Richard Foreman was the man behind Strong Medicine, a film that if it were better known would have gone down in history with some notoriety as one of the hardest to watch of all time. Not that it is chock-full of disturbing imagery, there is a degree of that but not enough to classify it as a horror movie, for instance, it was simply that it point blank refused to give away any of its secrets unless you were prepared to do a lot of research into the theatrical styles packed with alienation techniques this project owed so much to. It will come as little surprise to learn Foreman was part of an experimental theatre background which sought to find some truth within human interactions by presenting it as starkly and representationally as possible, you could tell that from this at least.
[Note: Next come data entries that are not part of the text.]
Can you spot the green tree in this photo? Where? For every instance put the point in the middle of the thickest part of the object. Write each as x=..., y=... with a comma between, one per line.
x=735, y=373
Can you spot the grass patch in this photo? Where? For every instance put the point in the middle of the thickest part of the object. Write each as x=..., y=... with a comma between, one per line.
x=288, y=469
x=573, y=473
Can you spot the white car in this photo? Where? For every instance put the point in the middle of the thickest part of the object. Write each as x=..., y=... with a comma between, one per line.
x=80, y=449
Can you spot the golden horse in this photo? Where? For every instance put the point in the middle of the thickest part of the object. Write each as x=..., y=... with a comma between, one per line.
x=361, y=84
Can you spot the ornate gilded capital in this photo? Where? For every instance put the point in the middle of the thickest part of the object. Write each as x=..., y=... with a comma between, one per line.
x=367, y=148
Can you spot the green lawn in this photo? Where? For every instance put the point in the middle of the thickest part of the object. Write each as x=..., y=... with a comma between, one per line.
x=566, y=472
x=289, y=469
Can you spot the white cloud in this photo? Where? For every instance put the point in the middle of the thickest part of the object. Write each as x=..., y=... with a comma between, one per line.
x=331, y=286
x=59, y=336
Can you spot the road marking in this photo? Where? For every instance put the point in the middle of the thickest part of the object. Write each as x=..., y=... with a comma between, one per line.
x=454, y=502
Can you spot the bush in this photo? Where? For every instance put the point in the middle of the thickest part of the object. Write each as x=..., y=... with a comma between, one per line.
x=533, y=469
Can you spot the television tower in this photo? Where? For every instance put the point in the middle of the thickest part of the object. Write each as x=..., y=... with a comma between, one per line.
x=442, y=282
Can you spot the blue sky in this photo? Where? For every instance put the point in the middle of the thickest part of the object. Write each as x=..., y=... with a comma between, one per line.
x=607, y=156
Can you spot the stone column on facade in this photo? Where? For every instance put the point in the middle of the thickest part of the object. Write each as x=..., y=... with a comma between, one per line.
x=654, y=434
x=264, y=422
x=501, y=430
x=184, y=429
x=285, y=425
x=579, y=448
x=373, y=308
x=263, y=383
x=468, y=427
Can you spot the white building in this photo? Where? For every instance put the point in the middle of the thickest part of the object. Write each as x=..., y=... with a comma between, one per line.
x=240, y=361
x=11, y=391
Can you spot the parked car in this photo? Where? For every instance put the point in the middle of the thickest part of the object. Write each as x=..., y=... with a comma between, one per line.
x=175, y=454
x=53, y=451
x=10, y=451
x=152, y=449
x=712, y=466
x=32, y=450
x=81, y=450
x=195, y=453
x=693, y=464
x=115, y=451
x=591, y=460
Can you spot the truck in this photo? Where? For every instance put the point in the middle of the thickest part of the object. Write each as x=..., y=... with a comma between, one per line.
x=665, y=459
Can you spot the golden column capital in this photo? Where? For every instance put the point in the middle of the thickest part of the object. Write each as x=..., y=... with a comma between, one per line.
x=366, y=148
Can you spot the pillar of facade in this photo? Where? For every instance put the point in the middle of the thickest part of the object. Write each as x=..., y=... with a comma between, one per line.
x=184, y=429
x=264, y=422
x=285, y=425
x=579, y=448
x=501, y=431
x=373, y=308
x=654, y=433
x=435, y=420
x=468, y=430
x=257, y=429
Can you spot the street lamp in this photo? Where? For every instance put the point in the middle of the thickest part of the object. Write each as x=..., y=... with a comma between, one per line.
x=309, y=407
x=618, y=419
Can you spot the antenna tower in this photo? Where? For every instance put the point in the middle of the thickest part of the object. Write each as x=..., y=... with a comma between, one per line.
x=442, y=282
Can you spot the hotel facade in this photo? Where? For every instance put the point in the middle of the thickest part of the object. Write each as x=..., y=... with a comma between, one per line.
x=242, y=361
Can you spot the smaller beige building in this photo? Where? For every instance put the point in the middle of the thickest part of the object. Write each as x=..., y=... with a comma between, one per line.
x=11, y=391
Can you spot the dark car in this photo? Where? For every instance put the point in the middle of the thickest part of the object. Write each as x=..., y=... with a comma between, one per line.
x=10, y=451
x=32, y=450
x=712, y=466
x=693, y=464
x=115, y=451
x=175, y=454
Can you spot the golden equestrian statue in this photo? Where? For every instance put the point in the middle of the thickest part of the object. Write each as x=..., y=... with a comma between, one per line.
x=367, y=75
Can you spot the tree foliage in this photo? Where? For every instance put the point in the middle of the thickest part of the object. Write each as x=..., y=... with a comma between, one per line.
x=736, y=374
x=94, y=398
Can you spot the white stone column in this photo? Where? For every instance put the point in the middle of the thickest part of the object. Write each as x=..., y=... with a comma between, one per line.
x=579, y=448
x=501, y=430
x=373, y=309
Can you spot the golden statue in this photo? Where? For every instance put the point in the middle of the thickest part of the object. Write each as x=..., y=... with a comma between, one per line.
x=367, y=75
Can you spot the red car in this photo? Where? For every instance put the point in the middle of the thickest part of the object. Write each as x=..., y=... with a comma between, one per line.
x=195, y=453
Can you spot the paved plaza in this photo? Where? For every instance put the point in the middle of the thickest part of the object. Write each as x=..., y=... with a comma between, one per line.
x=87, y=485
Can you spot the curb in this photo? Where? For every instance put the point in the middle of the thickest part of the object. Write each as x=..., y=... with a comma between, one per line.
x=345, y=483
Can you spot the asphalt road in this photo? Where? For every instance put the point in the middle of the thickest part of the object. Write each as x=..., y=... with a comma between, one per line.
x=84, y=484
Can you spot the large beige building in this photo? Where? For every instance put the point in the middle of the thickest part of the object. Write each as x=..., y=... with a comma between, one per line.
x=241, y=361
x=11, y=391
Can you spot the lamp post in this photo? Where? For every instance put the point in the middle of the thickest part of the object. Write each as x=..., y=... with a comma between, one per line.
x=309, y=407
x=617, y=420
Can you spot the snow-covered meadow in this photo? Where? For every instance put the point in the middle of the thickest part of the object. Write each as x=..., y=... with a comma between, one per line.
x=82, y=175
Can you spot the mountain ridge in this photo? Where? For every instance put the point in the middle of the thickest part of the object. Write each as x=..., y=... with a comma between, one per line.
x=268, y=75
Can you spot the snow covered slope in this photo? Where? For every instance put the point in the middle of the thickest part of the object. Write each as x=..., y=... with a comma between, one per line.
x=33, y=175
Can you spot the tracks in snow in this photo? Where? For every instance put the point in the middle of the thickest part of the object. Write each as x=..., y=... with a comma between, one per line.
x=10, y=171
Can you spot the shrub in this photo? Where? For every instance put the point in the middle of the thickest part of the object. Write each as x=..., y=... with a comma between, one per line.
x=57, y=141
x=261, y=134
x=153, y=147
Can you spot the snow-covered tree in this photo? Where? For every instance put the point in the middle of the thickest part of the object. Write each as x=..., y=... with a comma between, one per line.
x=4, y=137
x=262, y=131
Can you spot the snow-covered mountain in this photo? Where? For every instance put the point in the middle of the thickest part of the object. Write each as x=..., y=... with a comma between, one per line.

Foreman was the director of The Ontological-Hysteric Theater, which he also founded, an avant garde bunch who staged shows in the same vein as this film, which for many who were not prone to chin-stroking for entertainment, would have sounded like an evening's night out they could well do without. On the strength of this, their productions were more likely to satisfy the talents creating them onstage than they were the folks in the audience, though presumably even if you did not catch all the deeper meanings, you would have an anecdote to share with your friends about being confounded at the theatre one evening. Much the same went for the experience of sitting through Strong Medicine, it was hard work to put it mildly, and by the end, assuming you made it that far, you may well be all at sea.

There were recurring motifs, such as the group of older ladies who yell "Jesus Christ, our feet hurt!" at random moments, or Rhoda chanting "I can go fast, I can go slow!" along with visual elements in the same vein, like the doctor who has such a terrible manner that he is moved to grope our heroine in lieu of a proper examination - and what does she need to be examined for, anyway? The action moved from the hotel party to a train carriage that isn't moving, or a car that ends up in an offscreen accident, or a bedsitter where she literally climbs the walls at one point, everywhere unable to get any peace from the yammering masses who interrupt her at every turn. At one point she is on a stage, dressed as a chicken and doing the appropriate clucking, reminding nineties comedy fans of the Chicken Lady from TV sketch show The Kids in the Hall, but if anything was reminiscent of this it was Steven Soderbergh's Schizopolis, another deliberately obscure nonsense piece that may be a comedy, but may not. If you did manage to watch the whole thing, award yourself a medal, and if you understood it, you have our admiration. Music by Stanley Silverman.